Education depends on students bring their own computing devices, from which they access centrally-managed applications, such as course-management software. The BYOD aspect introduces uncertainty and an inability to protect/control parts of the IT environment. While there are fewer patient data in transit here, the rules and regulations surrounding student data are on a par with those covering patient data. The BYOD-induced lack of control over sensitive information creates a dangerous situation for health IT (as would be true of any industry where valuable data are combined with a BYOD environment?). Our ace in the hole, however, is the constituency we support. Medical school students are both technologically savvy and quickly become indoctrinated in the care required when using patient data. Education on proper IT behavior can go a long way with this group, but we will never achieve a similar level of control as in the clinics as long as we require the students to provide part of the IT infrastructure of the medical school.

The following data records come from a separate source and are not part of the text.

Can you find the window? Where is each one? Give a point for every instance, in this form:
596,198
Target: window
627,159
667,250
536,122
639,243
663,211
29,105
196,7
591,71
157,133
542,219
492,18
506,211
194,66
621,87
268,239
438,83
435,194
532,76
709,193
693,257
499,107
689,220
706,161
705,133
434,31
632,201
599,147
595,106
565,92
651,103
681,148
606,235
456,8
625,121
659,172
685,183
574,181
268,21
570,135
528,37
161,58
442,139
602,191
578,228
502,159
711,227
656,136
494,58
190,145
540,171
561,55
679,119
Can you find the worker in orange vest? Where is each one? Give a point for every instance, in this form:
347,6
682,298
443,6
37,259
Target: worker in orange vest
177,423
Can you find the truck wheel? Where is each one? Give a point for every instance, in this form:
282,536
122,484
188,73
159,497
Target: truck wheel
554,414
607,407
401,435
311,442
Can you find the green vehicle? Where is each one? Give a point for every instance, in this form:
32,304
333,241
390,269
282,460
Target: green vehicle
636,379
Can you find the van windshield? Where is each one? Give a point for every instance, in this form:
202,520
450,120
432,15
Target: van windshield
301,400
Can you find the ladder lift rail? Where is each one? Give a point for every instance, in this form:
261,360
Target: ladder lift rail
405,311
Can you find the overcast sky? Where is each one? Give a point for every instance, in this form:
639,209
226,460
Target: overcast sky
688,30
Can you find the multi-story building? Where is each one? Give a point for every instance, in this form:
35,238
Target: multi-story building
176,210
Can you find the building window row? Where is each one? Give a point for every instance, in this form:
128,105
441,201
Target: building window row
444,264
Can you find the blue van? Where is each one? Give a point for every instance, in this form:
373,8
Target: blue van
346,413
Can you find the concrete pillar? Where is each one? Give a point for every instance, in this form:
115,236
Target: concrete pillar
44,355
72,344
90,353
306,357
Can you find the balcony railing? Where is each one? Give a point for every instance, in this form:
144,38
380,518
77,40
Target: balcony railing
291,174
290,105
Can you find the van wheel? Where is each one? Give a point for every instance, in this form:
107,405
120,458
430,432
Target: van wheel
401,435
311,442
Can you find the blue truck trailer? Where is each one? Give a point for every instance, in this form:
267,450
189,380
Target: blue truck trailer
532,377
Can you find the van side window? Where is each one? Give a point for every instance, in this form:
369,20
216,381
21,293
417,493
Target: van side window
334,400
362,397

Research labs often must purchase their own specialized equipment and usually retain complete control over the administration of these devices, even when they are Internet-enabled. Partly this is because of the depth of niche knowledge required to best support and use this equipment. But faculty at almost all academic settings have retained a very high level of autonomy and freedom of action over just about all aspects of their research and teaching. Even when research faculty and staff use centrally-provisioned equipment, they still expect a high level of administrative privilege over their equipment. This is usually justified because there is almost never a single set of specific tools faculty require to perform their duties, especially as they interact with peers at other schools. Creating a common image is not feasible, and thus the end-users demand the ability to add software or even to run virtualized environments. IT teams rarely have the staffing to reliably support central provisioning and support for all of the possible various combinations of equipment and software. Even if the equipment is centrally-provided, we end up in the extreme case where all infrastructure is effectively BYOD.
I am not claiming any of these situations occur solely within health IT. But as a set, the three introduce powerful overlapping barriers to shifting from a deeply hierarchical, yet fractured, and historically stand-offish IT approach and toward a lean, agile, responsive IT environment built on fluid, autonomous teams combining skill-sets on an as-needed basis in order to maximize the contribution of IT to business value. As such, we need to understand these barriers so they can be efficiently and properly addressed as we shift to a DevOps approach to health IT. This piece is already too long, so I defer trying to solve this to future discussions.
I also would never claim that health IT can be a leader here. But that does not mean we can justify being so far behind other industries as to be negligent.